This month, a federal judge struck down a decree from Gov. Greg Abbott of Texas limiting each county in the state to a single drop box to handle the surge in absentee ballots this election season, rejecting Mr. Abbott’s argument that the limit was necessary to combat fraud.
Days later, an appellate panel of three judges appointed by President Trump froze the lower court order, keeping Mr. Abbott’s new policy in place — meaning Harris County, with more than two million voters, and Wheeler County, with well under 4,000, would both be allowed only one drop box for voters who want to hand-deliver their absentee ballots and avoid reliance on the Postal Service.
The Texas case is one of at least eight major election disputes around the country in which Federal District Court judges sided with civil rights groups and Democrats in voting cases only to be stayed by the federal appeals courts, whose ranks Mr. Trump has done more to populate than any president in more than 40 years.
The rulings highlight how Mr. Trump’s drive to fill empty judgeships is yielding benefits to his re-election campaign even before any major dispute about the outcome may make it to the Supreme Court. He made clear the political advantages he derives from his power to appoint judges when he explained last month that he was moving fast to name a successor to Justice Ruth Bader Ginsburg so the Supreme Court would have a full contingent to handle any election challenges, which he has indicated he might bring in the event of a loss.
In appointing dozens of reliable conservatives to the appellate bench, Mr. Trump has made it more likely that appeals come before judges with legal philosophies sympathetic to Republicans on issues including voting rights. The trend has left Democrats and civil rights lawyers increasingly concerned that they face another major impediment to their efforts to assure that as many people as possible can vote in the middle of a pandemic — and in the face of a campaign by Republicans to limit voting.
“There has been a very significant number of federal voting rights victories across the country and those have in the last week or two — many if not most — been stayed by appellate courts,” said Wendy R. Weiser, the director of the Democracy Program at the Brennan Center for Justice at New York University, which has been involved in several voting rights lawsuits this year. “We’re seeing the brakes being put on the voting rights expansion at the appellate level in these jurisdictions, in many cases in ways that won’t be remediable before the election.”
In potentially pivotal states like Wisconsin and Ohio, the outcomes appear to be serving the president’s effort to limit voting while in some cases creating widespread confusion about the rules only three weeks before Election Day.
There has been a dizzying amount of election-related litigation this year, with more than 350 cases playing out in state and federal courts.

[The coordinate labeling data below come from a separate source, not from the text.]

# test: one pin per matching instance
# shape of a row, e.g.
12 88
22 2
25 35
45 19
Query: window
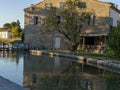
62 4
81 4
47 5
111 21
35 20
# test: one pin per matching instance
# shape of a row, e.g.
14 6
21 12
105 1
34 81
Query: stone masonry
38 38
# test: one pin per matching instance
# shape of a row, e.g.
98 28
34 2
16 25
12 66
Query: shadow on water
54 73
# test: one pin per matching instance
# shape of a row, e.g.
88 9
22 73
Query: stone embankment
8 85
105 64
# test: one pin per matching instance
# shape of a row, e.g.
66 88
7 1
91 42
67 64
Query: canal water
55 73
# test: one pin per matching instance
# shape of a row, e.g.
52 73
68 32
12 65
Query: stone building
93 34
5 33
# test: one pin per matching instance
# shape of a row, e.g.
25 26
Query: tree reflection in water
46 73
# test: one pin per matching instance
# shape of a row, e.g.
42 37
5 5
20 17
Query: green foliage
67 21
15 31
15 28
114 40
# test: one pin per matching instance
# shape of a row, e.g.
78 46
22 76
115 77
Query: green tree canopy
114 40
7 25
67 21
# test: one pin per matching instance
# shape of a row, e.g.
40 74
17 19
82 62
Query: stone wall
36 38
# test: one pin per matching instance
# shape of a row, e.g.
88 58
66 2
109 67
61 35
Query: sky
13 10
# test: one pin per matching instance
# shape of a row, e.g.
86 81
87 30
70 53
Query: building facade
4 34
93 35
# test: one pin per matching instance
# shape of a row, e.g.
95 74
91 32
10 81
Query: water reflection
54 73
46 73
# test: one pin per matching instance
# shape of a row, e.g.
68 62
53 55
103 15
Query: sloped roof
4 30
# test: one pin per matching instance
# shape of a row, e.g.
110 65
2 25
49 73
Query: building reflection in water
54 73
45 73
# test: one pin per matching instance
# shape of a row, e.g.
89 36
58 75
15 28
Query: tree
15 31
67 21
114 40
7 25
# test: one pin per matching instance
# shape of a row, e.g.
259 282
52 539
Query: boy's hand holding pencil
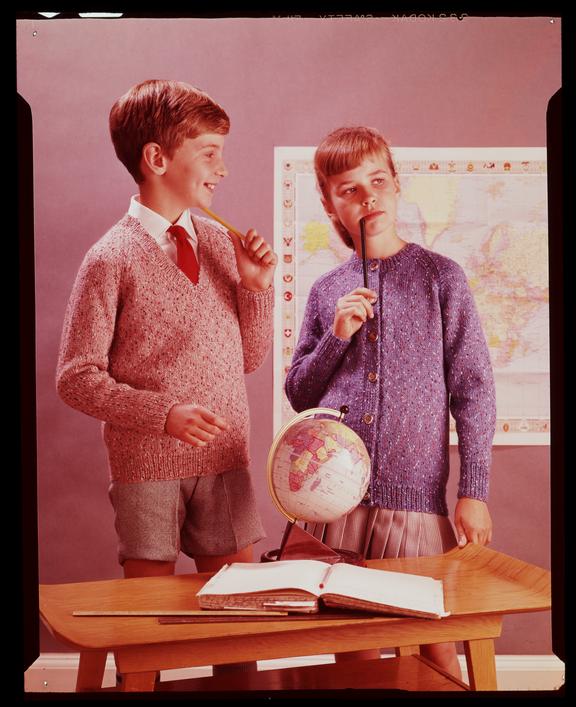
255 259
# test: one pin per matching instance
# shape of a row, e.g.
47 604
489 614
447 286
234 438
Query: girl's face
369 191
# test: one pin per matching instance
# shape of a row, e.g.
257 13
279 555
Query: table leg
139 682
481 664
91 671
407 650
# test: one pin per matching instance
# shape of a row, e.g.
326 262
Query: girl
401 354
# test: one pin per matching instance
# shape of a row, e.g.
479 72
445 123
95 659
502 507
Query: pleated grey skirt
380 532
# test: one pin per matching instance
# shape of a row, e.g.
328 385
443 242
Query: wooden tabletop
477 581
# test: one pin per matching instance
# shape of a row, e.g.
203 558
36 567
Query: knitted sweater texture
424 354
139 337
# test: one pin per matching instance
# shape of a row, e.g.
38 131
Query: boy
166 316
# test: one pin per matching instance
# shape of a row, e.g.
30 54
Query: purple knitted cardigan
423 354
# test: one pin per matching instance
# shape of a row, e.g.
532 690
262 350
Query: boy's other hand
255 259
352 311
194 424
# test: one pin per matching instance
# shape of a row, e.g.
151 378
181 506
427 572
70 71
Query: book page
251 577
408 591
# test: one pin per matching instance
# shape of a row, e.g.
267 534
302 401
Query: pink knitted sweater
139 337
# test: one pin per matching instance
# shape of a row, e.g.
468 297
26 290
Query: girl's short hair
165 112
344 149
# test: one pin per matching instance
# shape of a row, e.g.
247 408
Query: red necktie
185 255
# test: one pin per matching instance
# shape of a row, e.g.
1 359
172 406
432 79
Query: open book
302 585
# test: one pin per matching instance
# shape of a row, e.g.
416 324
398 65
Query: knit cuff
474 480
260 302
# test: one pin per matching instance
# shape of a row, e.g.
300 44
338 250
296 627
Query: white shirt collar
155 224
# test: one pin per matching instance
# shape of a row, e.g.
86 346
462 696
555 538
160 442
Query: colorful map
486 209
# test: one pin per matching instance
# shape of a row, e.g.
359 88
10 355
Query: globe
318 468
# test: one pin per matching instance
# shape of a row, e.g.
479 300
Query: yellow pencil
224 223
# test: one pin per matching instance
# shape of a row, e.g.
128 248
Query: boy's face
195 169
369 191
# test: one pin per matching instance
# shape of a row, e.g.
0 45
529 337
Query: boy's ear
153 158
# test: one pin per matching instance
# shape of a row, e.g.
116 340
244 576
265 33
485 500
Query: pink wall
479 82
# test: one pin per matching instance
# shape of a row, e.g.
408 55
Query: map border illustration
292 163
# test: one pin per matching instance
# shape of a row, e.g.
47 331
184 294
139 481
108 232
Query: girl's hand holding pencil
352 311
255 259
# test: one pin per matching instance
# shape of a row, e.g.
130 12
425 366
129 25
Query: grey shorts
202 515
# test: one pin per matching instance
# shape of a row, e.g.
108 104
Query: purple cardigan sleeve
470 382
317 356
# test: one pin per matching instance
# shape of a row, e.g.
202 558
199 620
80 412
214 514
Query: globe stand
297 544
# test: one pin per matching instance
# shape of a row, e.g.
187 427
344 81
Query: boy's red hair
165 112
344 149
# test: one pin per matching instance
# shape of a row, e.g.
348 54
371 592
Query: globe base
298 544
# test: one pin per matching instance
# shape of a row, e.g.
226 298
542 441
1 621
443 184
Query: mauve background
425 83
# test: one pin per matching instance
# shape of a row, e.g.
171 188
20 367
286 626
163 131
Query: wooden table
480 587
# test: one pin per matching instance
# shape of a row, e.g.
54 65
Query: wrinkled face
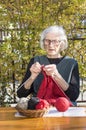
52 45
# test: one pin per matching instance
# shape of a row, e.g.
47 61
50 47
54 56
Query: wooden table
8 121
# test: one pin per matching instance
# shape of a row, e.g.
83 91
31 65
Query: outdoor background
21 22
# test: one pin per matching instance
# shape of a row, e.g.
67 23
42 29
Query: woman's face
52 45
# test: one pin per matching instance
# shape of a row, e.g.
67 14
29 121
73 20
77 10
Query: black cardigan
74 88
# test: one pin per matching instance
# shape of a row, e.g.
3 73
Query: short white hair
59 31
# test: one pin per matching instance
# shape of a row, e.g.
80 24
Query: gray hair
60 33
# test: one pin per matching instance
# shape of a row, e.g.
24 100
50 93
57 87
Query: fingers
35 68
50 69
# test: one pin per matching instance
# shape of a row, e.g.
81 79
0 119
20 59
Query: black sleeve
74 86
21 91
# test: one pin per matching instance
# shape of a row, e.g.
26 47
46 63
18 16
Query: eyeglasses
48 41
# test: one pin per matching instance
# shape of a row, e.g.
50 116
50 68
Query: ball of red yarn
62 104
43 104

In general, the disputes focus on how far states can go to make it easier to apply for, fill out and send in mail ballots, and how much time election officials can take to count what is certain to be a record number of them. In polls, Democrats have indicated that they are more likely than Republicans to vote by mail this year.

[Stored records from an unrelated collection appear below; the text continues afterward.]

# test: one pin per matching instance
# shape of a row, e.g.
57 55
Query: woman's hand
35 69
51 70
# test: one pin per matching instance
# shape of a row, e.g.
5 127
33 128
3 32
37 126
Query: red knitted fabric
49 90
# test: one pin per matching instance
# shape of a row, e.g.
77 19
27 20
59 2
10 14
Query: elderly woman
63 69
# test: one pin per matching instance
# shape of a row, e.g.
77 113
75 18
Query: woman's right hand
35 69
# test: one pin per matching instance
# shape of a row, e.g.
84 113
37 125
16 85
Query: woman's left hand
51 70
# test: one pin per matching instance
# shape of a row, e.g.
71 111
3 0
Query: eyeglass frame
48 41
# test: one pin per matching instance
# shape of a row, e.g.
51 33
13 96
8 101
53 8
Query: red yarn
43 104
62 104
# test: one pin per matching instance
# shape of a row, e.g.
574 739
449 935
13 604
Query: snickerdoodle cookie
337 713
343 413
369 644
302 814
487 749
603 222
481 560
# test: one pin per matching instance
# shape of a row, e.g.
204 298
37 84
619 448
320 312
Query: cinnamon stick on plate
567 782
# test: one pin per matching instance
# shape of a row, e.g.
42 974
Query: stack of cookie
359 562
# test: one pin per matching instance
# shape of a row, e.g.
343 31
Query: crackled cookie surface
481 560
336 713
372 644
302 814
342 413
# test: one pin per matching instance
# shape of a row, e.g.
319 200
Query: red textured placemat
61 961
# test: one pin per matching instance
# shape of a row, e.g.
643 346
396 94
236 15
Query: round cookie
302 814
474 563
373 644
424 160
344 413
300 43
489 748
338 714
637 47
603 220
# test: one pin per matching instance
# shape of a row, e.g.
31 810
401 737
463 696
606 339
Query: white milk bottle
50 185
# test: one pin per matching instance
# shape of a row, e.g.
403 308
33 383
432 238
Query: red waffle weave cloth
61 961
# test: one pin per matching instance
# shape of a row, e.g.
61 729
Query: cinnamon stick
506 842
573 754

Democrats and civil rights groups have argued that certain provisions regarding ballots that may have made sense before the pandemic are unduly onerous in light of social distancing guidelines and delays throughout the badly overwhelmed Postal Service. Those include requiring excuses and witness signatures for absentee ballots, having strict Election Day deadlines for the official receipt of mail votes and the limited use of drop boxes.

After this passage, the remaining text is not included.